字符串的加法运算: I like you! 
字符串的乘法运算: I like you! I like you! I like you! 

• 字符串的不可变形 = immutability

Str1 = 'Yuxl'
print(Str1)
try:
    Str1[0] = 'XX'
except:
    print("不可更改")

Yuxl
不可更改

• We can run expressions to make new objects

print('Str1原来的形式: {}'.format(Str1))
Str1 = 'XX' + Str1[1:]
print('Str1修改后的形式: {}'.format(Str1))

Str1原来的形式: Yuxl
Str1修改后的形式: XXuxl

• 字符串的类型方法

S = 'Spam'
# S.find()
print('Find the offset of a substring: {}'.format(S.find('pa')))
# S.replace(S中有的字符，定义字符替换原字符)
print('Replace occurrences of a substring with another: {}'.format(S.replace('pa','XYZ')))
print('替换后原字符串不变: {}'.format(S))

Find the offset of a substring: 1
Replace occurrences of a substring with another: SXYZm
替换后源字符串不变: Spam

line = 'aaa,bbb,ccccc,dd'
print('Split on a delimiter into a list of substrings: {}'.format(line.split(',')))
line1 = 'aaa,bbb,ccccc,dd\n'
print('打印原line1: {}'.format(line1))
print('Remove whitespace characters on the right side: {}'.format(line.rstrip()))
print('打印操作后的line1: {}'.format(line1))
print('-----------------------')

Split on a delimiter into a list of substrings: ['aaa', 'bbb', 'ccccc', 'dd']
打印原line1: aaa,bbb,ccccc,dd

Remove whitespace characters on the right side: aaa,bbb,ccccc,dd
打印操作后的line1: aaa,bbb,ccccc,dd

-----------------------

S = 'Bright'
print('Upper- and lowercase conversions: {}'.format(S.upper()))
print('Content tests: isalpha, isdigit, etc.: {}'.format(S.isalpha()))

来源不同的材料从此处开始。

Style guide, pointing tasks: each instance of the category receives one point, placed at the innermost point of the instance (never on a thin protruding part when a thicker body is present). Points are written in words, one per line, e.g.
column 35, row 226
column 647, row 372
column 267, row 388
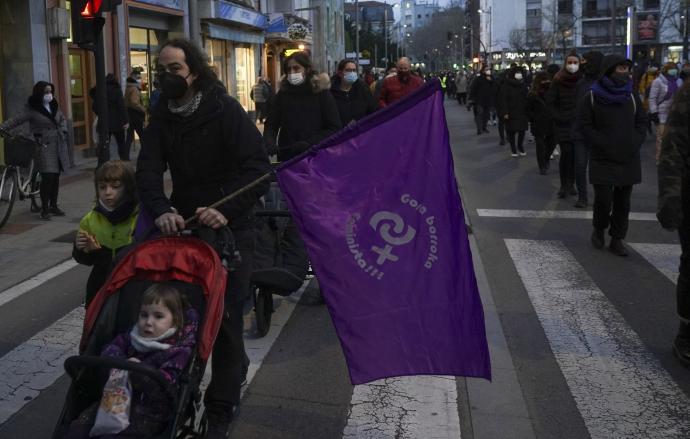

Upper- and lowercase conversions: BRIGHT
Content tests: isalpha, isdigit, etc.: True

S = 'A\nB\tC' # \n is end-of-line, \t is tab
print(S)

A
B   C

len(S) #Each stands for just one character

5

print('\\n is a byte with the binary value 10 in ASCII: {}'.format(ord('\n')))

\n is a byte with the binary value 10 in ASCII: 10

S = 'A\oB\oC'
print(S)
len(S)

A\oB\oC





7

msg = """ aaaaaaaaaaaaa
bbb'''bbbbbbbbbb""bbbbbbb'bbbb
cccccccccccccc"""
print(msg)

 aaaaaaaaaaaaa
bbb'''bbbbbbbbbb""bbbbbbb'bbbb
cccccccccccccc

msg

' aaaaaaaaaaaaa\nbbb\'\'\'bbbbbbbbbb""bbbbbbb\'bbbb\ncccccccccccccc'

• 模式匹配 = Pattern Matching

import re
match = re.match('Hello[ \t]*(.*)world', 'Hello    Python world')
match.group(1)

'Python '

match = re.match('/(.*)/(.*)/(.*)', '/usr/home/lumberjack')
match.groups()

('usr', 'home', 'lumberjack')

列表 = lists

• 序列操作

L = [123,'spam',1.23]
print('Number of items in the list: {}'.format(len(L)))
print('Indexing by position: {}'.format(L[0]))
print('Slicing a list returns a new list: {}'.format(L[:-1]))
print('Concatenation makes a new list too: {}'.format(L+[4,5,6]))
print('We\'re not changing the original list: {}'.format(L))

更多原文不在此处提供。